The Child Thief is Brom’s third major publication and first full length novel. I was excited to hear about his dark retelling of the classic Peter Pan Myth. When I got my hands on the novel itself, I was very surprised. This wasn’t an illustrated story like his previous works The Devil’s Rose or The Plucker. This was a full length novel. As usual the story is illustrated, but the art takes a back seat for the writing with this venture.
Brom takes ownership of the classic story boldly. His Peter Pan is a cunning and dangerous being. He seeks out troubled and runaway children in modern day settings like New York City. But the children he claims won’t be playing games in Neverland… Deftly weaving in myths and threads from history, Brom creates his own dangerous magical world. Readers will be impressed by how neatly the themes of Avalon and the lost colony of Roanoke are sewn together.

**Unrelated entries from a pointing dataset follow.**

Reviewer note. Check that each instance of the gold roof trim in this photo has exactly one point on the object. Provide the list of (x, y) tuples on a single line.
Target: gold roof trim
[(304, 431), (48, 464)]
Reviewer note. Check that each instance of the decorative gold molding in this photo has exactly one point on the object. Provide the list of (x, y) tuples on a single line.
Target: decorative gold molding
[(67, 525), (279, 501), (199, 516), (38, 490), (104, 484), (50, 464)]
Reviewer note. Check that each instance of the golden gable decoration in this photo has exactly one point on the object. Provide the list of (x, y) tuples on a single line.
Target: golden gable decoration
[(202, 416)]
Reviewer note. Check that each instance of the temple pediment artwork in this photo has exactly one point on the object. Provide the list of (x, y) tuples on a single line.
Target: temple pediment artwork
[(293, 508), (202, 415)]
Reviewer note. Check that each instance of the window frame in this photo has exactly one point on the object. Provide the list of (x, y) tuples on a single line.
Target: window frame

Though there are many allusions, this story has Brom’s gothic and violent style all over it. This tale is not for the faint of heart. I think the amount of killing that happens in the novel may scare off readers expecting a more typical Pan story. This is a dark fantasy and needs to be read with this premise in mind.
For those already familiar with Brom’s work it is a memorable ride. Any who read The Child Thief will never see Peter Pan the same way. But when Peter gives you that mischievous smile, you’ll find yourself smiling back. For Peter’s smile is a most contagious thing.